先生:その通りですね。確かに、国際連合やEUみたいな組織です。このため独立戦争で軍需物資の不足や経済統制の不十分など、様々な困難に直面することになったのです。
セカコ:よくそれで勝てましたね。
先生:このまま推移すれば、負けたでしょうね。
セカコ:勝つにはどうしたら良いんだ。
先生;セカコさんならどうしますか。この難局をのりきるには。
セカコ:ワシントンに強力な権限を与えて、各邦のわがままを制限してでも、国民の力を結集して戦います!・・・何かクロムウェルやロベスピエールみたいになってきました。彼らの気持ちが少し分かった気がします。でも、現状で13のステートの主権意識が強い以上、今いった解決策は無理そうです。
先生:そうですね。
セカコ:どうしたら良いんでしょう?どうするワシントン?
先生:どうする家康?どうするフランクリン?
セカコ:フランクリン?あ、わかりました!答えは、フランスを連れてきた、です。
先生:正解です。正確にいうと、(13)フランクリンらは、こう考えたんです。この戦争を、アメリカ独立戦争という、アメリカ植民地とグレートブリテン本国の戦争ではなく、フランスとグレートブリテンの戦争に変えてしまおう、と。そのために、フランスと同盟を組む、という戦略です。フランクリンは、フランスに渡ります。
セカコ:壮大な戦略ですけど、実現する見込みがあったんですか。まあ、実現したわけですけど。

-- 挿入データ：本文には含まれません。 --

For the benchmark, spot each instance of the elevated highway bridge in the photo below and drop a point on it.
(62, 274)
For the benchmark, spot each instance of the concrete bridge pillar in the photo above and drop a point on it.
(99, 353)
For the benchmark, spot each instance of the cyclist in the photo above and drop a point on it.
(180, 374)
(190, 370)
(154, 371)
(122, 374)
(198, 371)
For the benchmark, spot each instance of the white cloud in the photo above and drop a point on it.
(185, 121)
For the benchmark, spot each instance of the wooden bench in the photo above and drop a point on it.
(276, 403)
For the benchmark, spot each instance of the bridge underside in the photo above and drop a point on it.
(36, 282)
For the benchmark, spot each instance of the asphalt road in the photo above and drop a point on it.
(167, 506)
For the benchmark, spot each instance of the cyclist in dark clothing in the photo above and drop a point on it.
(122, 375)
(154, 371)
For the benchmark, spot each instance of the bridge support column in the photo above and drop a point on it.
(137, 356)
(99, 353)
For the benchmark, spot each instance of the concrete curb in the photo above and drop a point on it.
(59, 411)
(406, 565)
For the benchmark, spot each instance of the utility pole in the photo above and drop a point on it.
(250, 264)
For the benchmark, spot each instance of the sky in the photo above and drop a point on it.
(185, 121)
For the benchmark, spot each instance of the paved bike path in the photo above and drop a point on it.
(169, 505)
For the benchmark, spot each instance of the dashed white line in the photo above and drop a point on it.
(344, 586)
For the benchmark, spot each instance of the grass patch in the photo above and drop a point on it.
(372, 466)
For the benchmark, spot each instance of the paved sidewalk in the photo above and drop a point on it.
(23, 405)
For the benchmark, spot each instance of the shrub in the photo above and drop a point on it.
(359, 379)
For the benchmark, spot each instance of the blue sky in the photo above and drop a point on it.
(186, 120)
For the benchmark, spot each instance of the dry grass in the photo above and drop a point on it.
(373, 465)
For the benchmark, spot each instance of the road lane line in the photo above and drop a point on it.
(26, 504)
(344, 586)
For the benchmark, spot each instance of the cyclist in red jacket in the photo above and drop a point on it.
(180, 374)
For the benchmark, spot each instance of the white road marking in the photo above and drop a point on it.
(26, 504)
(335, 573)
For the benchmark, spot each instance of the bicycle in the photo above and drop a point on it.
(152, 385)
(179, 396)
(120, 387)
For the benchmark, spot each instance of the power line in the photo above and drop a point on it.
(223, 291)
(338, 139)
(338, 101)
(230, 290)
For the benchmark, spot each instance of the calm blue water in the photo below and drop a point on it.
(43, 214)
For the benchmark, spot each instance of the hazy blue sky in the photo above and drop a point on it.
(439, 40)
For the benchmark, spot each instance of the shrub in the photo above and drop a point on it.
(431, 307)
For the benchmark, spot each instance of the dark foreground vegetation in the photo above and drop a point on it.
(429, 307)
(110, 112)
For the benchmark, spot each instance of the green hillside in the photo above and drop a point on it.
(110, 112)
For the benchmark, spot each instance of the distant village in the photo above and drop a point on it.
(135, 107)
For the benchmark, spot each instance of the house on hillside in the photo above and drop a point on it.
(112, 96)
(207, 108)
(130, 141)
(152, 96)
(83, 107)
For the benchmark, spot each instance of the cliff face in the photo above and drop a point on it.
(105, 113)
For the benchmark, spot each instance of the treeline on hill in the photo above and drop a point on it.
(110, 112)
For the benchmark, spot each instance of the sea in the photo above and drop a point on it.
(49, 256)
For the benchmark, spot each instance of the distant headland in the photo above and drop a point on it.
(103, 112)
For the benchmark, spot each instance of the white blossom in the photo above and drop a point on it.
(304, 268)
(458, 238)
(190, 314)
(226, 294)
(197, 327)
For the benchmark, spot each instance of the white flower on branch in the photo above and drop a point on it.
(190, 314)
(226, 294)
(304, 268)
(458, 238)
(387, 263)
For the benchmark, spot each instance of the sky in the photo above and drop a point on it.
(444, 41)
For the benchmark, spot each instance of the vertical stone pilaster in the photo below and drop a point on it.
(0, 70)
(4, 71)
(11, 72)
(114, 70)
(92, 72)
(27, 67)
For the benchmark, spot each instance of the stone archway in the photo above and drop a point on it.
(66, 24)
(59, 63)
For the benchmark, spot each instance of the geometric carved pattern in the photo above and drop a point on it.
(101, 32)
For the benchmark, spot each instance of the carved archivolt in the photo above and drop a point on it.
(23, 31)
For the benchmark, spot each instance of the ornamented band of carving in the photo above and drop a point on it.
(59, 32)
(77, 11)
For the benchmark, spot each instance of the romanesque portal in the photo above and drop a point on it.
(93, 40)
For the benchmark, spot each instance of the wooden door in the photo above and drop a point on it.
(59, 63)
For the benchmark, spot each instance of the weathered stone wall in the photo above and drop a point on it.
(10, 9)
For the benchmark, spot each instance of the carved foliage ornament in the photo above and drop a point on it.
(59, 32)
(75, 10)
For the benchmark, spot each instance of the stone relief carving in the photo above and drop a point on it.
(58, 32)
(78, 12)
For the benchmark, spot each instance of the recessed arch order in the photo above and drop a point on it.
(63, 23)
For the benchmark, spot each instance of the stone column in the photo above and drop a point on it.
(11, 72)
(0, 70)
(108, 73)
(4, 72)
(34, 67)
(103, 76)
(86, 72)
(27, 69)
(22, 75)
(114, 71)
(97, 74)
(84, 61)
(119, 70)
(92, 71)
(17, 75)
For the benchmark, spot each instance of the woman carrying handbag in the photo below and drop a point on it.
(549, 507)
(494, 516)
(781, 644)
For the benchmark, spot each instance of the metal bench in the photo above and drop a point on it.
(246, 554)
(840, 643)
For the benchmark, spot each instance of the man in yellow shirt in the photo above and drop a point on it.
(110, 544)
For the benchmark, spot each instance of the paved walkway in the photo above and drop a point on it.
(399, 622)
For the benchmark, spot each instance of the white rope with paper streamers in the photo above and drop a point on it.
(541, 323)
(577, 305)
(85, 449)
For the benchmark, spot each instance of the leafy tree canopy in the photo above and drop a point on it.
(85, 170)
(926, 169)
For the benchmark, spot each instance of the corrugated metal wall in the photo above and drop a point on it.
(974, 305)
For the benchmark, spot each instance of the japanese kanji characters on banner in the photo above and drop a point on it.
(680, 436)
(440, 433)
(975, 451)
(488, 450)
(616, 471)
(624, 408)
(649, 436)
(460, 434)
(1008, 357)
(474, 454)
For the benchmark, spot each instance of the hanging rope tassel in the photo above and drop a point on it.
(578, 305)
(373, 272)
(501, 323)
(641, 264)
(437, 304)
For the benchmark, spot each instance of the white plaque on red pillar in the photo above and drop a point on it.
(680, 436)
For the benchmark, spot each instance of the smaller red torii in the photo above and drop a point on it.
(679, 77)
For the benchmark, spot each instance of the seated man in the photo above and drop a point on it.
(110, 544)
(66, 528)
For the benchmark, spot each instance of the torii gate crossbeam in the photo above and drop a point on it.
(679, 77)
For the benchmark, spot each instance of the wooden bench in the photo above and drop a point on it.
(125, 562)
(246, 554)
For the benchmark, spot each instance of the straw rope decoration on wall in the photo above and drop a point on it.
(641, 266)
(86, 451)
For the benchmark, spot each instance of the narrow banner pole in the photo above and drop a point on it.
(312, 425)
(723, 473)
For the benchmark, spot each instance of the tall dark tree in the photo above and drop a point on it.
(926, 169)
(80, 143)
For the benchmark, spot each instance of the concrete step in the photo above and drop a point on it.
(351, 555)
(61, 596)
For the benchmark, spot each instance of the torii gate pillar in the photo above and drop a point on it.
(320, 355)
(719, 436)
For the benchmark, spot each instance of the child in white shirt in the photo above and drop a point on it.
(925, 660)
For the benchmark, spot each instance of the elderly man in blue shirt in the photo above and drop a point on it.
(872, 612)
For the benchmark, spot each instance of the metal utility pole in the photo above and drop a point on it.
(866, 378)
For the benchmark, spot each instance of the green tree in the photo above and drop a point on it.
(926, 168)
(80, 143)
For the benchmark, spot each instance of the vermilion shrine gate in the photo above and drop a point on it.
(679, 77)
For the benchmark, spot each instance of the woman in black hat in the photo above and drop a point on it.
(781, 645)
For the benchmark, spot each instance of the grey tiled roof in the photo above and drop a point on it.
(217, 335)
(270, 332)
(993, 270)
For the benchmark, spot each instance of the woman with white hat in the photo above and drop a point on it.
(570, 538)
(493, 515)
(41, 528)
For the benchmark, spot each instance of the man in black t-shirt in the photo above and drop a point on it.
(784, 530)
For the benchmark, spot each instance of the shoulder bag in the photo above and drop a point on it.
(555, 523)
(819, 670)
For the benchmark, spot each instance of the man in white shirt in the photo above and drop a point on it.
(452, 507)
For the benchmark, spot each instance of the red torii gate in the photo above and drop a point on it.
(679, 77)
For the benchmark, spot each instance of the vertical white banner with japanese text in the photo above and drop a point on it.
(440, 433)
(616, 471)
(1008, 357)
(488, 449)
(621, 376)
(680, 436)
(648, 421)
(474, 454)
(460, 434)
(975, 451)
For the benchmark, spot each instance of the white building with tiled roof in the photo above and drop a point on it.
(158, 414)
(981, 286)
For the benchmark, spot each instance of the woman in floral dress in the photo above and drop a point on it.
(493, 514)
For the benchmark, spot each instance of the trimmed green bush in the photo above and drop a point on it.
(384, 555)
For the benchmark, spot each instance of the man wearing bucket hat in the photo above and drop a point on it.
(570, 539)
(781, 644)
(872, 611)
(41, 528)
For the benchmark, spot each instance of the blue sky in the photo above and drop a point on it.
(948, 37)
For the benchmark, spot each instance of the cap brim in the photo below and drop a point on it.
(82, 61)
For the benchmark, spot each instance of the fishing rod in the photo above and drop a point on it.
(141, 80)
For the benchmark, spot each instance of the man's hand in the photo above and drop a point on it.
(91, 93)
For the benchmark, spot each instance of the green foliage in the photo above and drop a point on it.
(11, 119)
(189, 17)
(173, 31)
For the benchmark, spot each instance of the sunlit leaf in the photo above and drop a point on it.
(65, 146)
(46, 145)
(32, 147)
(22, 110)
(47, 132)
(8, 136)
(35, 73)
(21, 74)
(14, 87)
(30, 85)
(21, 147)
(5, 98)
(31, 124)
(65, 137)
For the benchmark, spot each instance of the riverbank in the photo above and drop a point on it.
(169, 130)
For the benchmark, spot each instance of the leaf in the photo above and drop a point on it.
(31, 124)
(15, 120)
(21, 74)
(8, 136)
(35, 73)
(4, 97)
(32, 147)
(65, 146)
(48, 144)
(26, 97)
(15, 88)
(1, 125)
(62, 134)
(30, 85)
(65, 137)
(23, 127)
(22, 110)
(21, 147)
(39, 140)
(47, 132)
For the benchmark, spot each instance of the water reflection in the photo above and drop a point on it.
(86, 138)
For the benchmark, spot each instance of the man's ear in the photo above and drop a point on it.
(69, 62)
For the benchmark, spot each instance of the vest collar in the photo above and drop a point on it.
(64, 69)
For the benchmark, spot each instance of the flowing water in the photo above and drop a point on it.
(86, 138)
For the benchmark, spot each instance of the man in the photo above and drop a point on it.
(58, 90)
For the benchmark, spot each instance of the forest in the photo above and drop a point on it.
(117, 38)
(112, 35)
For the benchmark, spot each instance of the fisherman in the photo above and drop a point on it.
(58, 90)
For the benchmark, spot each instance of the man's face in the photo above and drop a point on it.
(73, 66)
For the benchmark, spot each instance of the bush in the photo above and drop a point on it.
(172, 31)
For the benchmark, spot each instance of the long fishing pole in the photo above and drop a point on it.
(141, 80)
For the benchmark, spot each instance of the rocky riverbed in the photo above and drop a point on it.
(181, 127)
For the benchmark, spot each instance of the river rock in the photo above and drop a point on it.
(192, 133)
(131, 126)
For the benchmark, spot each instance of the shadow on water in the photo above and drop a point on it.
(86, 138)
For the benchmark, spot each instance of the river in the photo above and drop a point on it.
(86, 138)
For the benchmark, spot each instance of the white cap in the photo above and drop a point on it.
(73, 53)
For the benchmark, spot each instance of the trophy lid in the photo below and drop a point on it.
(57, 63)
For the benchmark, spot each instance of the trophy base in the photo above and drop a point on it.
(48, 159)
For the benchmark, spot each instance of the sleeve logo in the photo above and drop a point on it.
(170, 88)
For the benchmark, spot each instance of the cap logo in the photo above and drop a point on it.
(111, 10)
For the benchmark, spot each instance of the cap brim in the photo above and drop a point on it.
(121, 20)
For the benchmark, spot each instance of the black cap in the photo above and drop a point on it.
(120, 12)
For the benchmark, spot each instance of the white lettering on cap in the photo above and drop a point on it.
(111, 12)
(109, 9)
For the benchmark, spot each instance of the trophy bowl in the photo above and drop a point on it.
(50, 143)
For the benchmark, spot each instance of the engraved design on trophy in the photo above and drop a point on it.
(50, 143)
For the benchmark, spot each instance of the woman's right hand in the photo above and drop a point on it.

先生:当然、見込みはありました。これまでの世界史の復習です。17世紀末から、イングランドとフランスはどんな関係にありましたか。
セカコ:第二次英仏百年戦争!
先生:そうです。今一度、流れを復習します。
セカコの世界史マイノート 第二次英仏百年戦争
第一ラウンド
1689-1697年
ファルツ継承戦争
第二ラウンド
1701-1713年
スペイン継承戦争
第三ラウンド
1740-1748年
オーストリア継承戦争
第四ラウンド
1756-1763年
七年戦争
セカコ:つまり、アメリカ植民地とグレートブリテン本国の戦争ではなく、フランスとグレートブリテンの第二次英仏百年戦争の第五ラウンドに持っていこうということですね。
先生:その通りです。第四ラウンドの七年戦争でフランスは敗北し、多くの植民地を失った。そしてフランスではルイ15世が亡くなり、フランスの改革や勢力拡大に燃える若きルイ16世が即位していた。フランス政府はグレートブリテンへの逆襲の機会を狙っていた。
セカコ:オーストリア、ハプスブルク家のマリア=テレジアの末娘、マリー=アントワネットが嫁いだ相手がルイ16世ですよね。アメリカ独立戦争、面白くなってきました。
先生:フランクリンがフランスに援助を求めに向かいますが、フランス側も最初は慎重でした。アメリカ植民地側に勝ち目があるのか、疑っていたんですね。それを変えたのが、1777年、(14)サラトガの戦いでの勝利です。
セカコ:戦闘で勝って見せたわけですね。年号は、ラッキーセブンだ。
先生:七年戦争の挽回をねらうフランス王ルイ16世と財務総監ネッケルは、1777年のサラトガの戦いで植民地側が勝ったことから参戦を決断、翌1778年アメリカ側に立って参戦しました。